Bekaert manufactures metal fibers and many derived products such as continuous fiber, sintered media, nonwoven structures, polymer pellets, braids, woven fabrics, cables, yarns and short fibers. Well established brand names are Bekipor, Beki-shield and Bekinox.

The Lurex Company has manufactured metallic fibers in Europe for over fifty years. They produce a wide variety of metallic fiber products including fibers used in apparel fabric, embroidery, braids, knitting, military regalia, trimmings, ropes, cords, and lace surface decoration. The majority of Lurex fibers have a polyamide film covering the metal strand but polyester and viscose are also used. The fibers are also treated with a lubricant called P.W., a mineral-based oil, which helps provide ease of use.

Metlon Corporation is a trademark of Metallic Yarns in the United States and has been producing metallic yarns for over sixty years. Metlon produces their metallic yarn by wrapping single slit yarns with two ends of nylon. One end of nylon is wrapped clockwise and the other end is wrapped counterclockwise around the metallic yarn. The most commonly used nylon is either 15 denier or 20 denier, but heavier deniers are used for special purposes.

==Uses==
Source:

Metallic fibers are used in a wide range of sectors and segments.

Automotive

Metal fiber sintered sheets are used for diesel and gasoline particulate filtration and crankcase ventilation filters.

Heat-resistant textile materials are made from metal fibers for automotive glass bending processes. These metal fiber cloths protect the glass during the bending process with highly elevated temperatures and high pressures.

Metal fibers are used for heating cables for car seat heating and selective catalytic reduction tubes, and adblue tanks. Metal fiber heating cables show an extremely high flexibility and durability when compared to copper wire.

Aerospace

Metal fiber filters are used for hydraulic fluid filtration in aircraft hydraulic systems. When compared to glass fiber filtration media, metal fibers show excellent durability, as the fibers are metallically bonded together by sintering, instead of kept together by a binder material.

Metal fiber sintered porous sheets are used as a sound attenuation medium in aircraft cabins, reducing HVAC sounds, and auxiliary power unit noise.

Technical textiles

Metal fibers can serve as antistatic fibers for textiles, which can be used in electrical protective clothing or antistatic bags.

Metal fibers can also be used for shielding from electromagnetic interference (EMI).

Stainless steel fiber textiles can be heated by passing electrical current through them and can also be used for cut resistant clothing (gloves).

Filtration

Metal fiber filters can reach very high porosity, at very low pore sizes, which makes them suitable for HEPA and ULPA filtration.

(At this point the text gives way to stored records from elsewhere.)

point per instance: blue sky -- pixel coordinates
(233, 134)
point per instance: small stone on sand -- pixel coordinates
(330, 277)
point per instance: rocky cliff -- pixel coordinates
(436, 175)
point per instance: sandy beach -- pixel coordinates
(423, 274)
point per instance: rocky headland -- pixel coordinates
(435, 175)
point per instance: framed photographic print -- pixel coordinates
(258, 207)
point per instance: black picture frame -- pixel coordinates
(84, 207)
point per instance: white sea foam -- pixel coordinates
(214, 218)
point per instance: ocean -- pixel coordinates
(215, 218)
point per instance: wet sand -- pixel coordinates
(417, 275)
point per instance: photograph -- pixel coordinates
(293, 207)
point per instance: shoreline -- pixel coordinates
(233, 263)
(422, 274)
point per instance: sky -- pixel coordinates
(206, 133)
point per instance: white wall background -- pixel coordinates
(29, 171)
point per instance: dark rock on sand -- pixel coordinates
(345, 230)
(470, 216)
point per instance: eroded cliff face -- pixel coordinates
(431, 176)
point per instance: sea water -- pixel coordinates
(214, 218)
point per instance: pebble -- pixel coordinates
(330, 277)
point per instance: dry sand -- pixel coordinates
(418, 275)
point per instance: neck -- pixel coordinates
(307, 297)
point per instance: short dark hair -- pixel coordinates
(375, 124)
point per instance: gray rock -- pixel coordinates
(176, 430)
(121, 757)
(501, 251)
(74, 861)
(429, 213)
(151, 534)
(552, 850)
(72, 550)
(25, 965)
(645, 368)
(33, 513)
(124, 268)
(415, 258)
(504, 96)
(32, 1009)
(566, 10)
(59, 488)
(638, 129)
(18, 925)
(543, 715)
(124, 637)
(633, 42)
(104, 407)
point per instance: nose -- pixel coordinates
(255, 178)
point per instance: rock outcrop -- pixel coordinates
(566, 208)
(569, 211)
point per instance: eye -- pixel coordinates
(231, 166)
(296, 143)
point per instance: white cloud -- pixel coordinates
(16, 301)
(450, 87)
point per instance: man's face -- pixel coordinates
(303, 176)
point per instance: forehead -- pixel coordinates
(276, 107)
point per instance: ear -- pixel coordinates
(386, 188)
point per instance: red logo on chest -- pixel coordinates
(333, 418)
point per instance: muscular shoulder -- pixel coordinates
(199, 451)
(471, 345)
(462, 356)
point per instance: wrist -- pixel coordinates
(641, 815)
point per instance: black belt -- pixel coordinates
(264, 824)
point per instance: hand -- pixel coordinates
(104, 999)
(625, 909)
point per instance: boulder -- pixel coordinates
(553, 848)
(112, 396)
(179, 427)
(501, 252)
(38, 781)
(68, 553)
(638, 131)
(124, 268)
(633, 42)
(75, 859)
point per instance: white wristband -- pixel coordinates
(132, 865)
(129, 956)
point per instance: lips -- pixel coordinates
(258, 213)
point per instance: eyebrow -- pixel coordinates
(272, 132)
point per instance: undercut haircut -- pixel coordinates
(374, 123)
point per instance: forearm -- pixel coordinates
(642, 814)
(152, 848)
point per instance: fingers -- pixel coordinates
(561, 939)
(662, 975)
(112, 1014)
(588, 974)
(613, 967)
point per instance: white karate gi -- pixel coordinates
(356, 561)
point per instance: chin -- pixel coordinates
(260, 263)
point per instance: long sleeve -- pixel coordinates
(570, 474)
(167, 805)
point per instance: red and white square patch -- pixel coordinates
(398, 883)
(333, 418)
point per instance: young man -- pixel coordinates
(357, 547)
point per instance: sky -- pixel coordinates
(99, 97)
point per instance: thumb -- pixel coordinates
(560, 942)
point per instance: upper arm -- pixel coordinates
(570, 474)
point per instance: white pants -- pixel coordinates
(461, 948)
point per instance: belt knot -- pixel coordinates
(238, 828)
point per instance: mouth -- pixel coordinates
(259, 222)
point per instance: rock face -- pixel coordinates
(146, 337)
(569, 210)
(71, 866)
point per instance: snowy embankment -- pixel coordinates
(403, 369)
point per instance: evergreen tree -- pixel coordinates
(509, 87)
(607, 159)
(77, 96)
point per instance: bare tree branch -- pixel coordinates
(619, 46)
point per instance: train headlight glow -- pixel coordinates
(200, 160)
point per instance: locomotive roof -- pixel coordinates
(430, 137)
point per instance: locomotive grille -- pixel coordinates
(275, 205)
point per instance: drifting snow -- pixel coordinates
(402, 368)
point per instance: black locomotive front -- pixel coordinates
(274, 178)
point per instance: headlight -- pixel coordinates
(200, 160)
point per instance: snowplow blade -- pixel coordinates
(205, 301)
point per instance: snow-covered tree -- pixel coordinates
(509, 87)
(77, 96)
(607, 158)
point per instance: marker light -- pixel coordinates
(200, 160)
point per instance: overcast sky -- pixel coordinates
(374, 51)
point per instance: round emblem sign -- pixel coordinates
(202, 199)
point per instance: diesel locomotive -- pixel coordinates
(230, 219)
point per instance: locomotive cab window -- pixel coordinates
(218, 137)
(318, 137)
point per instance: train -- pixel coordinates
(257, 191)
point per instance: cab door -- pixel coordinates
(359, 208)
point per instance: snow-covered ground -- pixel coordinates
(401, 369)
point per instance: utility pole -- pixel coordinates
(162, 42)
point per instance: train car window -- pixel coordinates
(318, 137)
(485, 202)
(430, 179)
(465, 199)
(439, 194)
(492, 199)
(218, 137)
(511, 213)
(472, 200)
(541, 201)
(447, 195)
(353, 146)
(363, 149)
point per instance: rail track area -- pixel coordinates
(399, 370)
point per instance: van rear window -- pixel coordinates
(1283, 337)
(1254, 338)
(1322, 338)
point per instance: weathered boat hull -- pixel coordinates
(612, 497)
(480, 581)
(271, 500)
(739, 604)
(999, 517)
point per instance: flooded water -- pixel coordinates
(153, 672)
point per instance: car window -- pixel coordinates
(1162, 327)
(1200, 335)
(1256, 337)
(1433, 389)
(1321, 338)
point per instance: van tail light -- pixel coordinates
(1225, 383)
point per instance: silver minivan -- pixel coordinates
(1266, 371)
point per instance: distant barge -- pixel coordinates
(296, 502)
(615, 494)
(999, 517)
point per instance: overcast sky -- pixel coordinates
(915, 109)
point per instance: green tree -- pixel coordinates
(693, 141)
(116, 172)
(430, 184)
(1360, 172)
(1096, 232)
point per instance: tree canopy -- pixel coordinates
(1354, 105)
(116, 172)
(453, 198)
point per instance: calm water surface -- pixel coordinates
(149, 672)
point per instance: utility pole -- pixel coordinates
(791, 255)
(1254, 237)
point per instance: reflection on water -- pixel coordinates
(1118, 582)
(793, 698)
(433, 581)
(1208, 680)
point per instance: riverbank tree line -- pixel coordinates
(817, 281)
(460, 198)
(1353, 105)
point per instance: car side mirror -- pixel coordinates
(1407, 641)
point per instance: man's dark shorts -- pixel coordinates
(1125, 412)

These filters are used in nuclear power plants as a safety measure to prevent eventual release of radioactive steam.

Marine

Metal fiber filters are used for the purification of marine fuel and lube oil.

Other

Another common use for metallic fibers is upholstery fabric and textiles such as lamé and brocade. Many people also use metallic fibers in weaving and needlepoint. Metal fibers are used in clothing. Metallic yarns are twisted with other fibers such as wool, nylon, cotton, and synthetic blends to produce yarns.

Stainless steel and other metal fibers are used in communication lines such as phone lines and cable television lines.

Stainless steel fibers are also used in carpets. They are dispersed throughout the carpet with other fibers so they are not detected. The presence of the fibers helps to conduct electricity so that the static shock is reduced. These types of carpets are often used in computer-use areas or other areas where static build-up could damage equipment. Other uses include tire cord, missile nose cones, work clothing such as protective suits, space suits, and cut resistant gloves for butchers and other people working near bladed or dangerous machinery.

Metal fibers can be used as a reinforcement or electrical conductivity fiber for fiber reinforced composites.